Повествовательный нарратив Энн был совсем иным. Вместо отсутствия доступа к деталям автобиографической памяти и убеждения в том, что отношения «ничего не значили и не значат», которое было характерно для Билла, история Энн раскрыла ее увлеченность остатками «всякого мусора», сохранившегося после навязчивых и запутанных отношений с родителями. Алкоголизм отца и тревожность матери после развода, состоявшегося, когда Энн было 10 лет, оставили ее с ощущением ненадежности всех человеческих отношений. Мать полагалась на Энн, обращаясь с ней как со взрослой, которая может позаботиться не только о младших брате и сестре, но и о ней самой. Когда Энн познакомилась с «самодостаточным» Биллом, ей показалось, что ее сказочная мечта стала явью. Как это часто бывает, нас привлекают люди, способы адаптации которых к жизни дополняют наши. Но потом, когда мы дорастаем до интеграции и обретаем способность заглянуть под покровы нисходящих повествований, то вдруг обнаруживаем, что эти поверхностные черты – как раз то, чего мы не можем вынести. Энн была нужна надежная связь, а не разобщенность. Первоначальная тяга к отсутствию у Билла всякого намека на навязчивость была вполне объяснима, но теперь эта отчужденность сильно ее расстраивала.

Исследуя повествования обоих супругов, мы сумели разглядеть схемы адаптации, которые возникли как темы историй их жизни. Существуют личностные признаки, которые мы носим, как маску, но внимательное осознавание позволяет заглянуть под эту маску. Используя навык рефлексии, полученный в ходе психотерапии в результате обучения внимательности, Билл и Энн смогли пробиться к своей подлинной самости, прятавшейся под слоями вторичной адаптации. Таким образом, повествовательная интеграция – это нечто большее, чем составление истории: это глубинный, телесный и эмоциональный процесс разгребания навоза, в котором мы увязли.

Нарративная (повествовательная) интеграция позволяет нам составить связную историю своей жизни. В этой сфере мы используем уникальное свойство своего биологического вида – вида, обладающего даром рассказчика.
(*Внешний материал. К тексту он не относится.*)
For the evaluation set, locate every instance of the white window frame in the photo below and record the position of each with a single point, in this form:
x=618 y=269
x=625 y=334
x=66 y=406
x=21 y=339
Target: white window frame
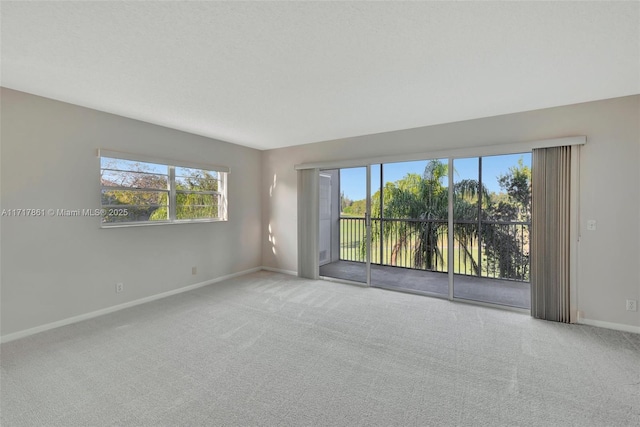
x=222 y=171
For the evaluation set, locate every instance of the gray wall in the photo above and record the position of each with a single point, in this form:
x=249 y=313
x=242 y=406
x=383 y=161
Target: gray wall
x=56 y=268
x=608 y=258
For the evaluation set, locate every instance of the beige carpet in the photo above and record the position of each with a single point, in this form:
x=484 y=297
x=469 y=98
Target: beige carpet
x=270 y=349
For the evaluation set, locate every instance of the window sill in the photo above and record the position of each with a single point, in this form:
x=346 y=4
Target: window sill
x=156 y=223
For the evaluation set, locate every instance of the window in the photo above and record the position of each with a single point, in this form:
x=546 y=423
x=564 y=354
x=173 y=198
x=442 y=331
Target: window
x=137 y=190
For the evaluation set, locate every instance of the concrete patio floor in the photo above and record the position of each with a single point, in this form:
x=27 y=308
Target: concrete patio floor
x=495 y=291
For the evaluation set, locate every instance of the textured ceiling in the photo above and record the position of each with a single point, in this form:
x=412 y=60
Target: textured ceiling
x=273 y=74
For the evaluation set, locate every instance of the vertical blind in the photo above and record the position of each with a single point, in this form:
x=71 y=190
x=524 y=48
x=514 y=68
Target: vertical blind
x=308 y=223
x=551 y=234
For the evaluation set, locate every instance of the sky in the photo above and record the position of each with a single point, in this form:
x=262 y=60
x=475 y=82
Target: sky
x=353 y=180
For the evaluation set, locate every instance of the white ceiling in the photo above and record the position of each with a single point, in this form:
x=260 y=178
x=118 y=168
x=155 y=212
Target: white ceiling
x=274 y=74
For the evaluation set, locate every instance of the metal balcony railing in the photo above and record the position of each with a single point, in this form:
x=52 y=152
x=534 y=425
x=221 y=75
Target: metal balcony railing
x=495 y=249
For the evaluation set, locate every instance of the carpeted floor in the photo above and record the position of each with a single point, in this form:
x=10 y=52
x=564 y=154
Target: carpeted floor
x=270 y=349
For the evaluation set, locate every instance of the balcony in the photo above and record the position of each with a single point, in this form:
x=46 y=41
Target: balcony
x=490 y=258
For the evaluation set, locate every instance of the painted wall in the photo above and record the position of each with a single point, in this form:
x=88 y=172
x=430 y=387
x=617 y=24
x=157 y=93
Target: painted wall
x=610 y=188
x=54 y=268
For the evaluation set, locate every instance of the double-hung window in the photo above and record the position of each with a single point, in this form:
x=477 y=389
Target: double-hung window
x=140 y=190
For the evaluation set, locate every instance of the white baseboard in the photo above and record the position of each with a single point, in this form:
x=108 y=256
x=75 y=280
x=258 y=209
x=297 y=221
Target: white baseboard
x=81 y=317
x=609 y=325
x=279 y=270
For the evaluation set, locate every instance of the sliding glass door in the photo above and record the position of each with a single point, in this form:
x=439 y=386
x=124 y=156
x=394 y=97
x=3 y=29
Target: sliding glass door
x=453 y=228
x=344 y=224
x=409 y=227
x=492 y=220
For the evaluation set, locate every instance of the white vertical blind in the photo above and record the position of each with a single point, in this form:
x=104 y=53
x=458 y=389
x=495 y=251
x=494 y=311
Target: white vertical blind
x=551 y=234
x=308 y=223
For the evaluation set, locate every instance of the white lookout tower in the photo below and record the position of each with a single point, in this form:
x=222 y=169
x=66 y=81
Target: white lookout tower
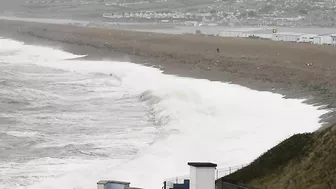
x=202 y=175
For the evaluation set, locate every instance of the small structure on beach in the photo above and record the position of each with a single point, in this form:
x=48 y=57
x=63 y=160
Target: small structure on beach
x=333 y=37
x=325 y=39
x=287 y=36
x=202 y=175
x=307 y=38
x=113 y=184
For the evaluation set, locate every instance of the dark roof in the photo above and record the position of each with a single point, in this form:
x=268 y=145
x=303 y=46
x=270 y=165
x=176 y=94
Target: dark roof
x=202 y=164
x=112 y=181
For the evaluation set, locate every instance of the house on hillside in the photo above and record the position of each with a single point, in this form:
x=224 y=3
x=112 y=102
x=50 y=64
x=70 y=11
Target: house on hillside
x=287 y=36
x=325 y=39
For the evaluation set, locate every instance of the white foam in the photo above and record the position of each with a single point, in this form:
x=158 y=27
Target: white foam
x=200 y=120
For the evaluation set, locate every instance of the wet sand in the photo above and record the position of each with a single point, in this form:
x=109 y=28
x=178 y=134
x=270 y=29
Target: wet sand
x=295 y=70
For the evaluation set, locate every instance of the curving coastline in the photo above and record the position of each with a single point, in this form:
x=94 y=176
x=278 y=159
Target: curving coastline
x=295 y=70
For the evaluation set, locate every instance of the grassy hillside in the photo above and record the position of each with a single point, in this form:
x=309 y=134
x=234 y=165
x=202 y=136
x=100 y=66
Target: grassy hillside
x=303 y=161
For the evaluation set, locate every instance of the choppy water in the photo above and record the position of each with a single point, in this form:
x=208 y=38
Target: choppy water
x=67 y=123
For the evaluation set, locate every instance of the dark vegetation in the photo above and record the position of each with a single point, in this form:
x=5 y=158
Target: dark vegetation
x=302 y=161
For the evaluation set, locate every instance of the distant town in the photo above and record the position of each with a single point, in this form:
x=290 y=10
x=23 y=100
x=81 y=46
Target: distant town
x=285 y=13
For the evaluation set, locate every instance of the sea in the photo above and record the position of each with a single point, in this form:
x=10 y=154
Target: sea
x=67 y=122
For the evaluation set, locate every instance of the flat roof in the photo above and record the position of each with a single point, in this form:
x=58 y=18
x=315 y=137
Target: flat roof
x=289 y=33
x=202 y=164
x=113 y=181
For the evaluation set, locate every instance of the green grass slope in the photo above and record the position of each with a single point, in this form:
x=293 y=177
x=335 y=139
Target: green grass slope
x=303 y=161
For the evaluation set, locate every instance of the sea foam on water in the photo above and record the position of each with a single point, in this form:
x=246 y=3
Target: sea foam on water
x=92 y=120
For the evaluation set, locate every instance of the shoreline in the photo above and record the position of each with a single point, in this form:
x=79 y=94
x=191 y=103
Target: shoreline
x=294 y=70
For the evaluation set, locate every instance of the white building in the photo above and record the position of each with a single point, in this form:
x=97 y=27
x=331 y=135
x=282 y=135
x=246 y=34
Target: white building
x=307 y=38
x=202 y=175
x=287 y=36
x=231 y=33
x=333 y=37
x=323 y=40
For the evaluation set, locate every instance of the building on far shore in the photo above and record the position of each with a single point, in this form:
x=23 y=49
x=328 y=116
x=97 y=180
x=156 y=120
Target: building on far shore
x=307 y=38
x=325 y=39
x=287 y=36
x=333 y=37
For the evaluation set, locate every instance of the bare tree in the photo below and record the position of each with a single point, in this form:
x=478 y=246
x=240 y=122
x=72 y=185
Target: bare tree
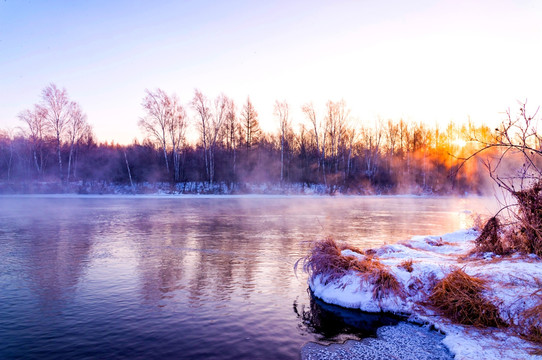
x=231 y=133
x=221 y=113
x=514 y=163
x=250 y=123
x=156 y=121
x=6 y=144
x=36 y=132
x=176 y=128
x=320 y=135
x=57 y=105
x=76 y=127
x=200 y=104
x=281 y=112
x=337 y=116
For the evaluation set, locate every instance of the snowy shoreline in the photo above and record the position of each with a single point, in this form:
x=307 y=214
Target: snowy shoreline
x=512 y=283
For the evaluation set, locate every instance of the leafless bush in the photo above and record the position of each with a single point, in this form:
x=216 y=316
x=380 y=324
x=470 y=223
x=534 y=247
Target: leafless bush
x=516 y=141
x=459 y=297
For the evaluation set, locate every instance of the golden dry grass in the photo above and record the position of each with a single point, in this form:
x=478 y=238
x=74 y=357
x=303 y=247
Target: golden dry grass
x=531 y=324
x=386 y=284
x=458 y=296
x=407 y=265
x=326 y=259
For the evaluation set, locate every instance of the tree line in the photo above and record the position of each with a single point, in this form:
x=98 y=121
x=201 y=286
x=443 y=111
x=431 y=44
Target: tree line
x=55 y=143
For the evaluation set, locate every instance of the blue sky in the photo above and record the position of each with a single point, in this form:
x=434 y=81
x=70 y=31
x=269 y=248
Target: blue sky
x=431 y=61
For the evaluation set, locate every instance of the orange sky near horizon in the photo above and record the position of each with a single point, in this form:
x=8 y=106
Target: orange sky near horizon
x=430 y=61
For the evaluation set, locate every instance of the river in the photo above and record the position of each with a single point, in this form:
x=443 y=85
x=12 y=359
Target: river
x=189 y=277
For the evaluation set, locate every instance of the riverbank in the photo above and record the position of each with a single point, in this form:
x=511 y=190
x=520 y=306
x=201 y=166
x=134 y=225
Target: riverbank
x=408 y=273
x=203 y=188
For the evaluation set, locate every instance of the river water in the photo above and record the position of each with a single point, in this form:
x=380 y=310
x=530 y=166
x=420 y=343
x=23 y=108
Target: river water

Наш мозг, по всей видимости, имеет склонность обращаться к левому полушарию, чтобы употребить его нейронные сети для сортировки, упорядочения и отбора нейрональных карт, позволяющих сочинить историю, объясняющую логическую взаимосвязь событий, происшедших в нашей жизни. Историю можно представить как линейное изложение цепи событий, в котором соединены действия и внутренняя душевная жизнь людей, совершавших эти действия. Внимательное рассказывание нашей истории может способствовать исцелению от неразрешенных внутренних конфликтов и травм.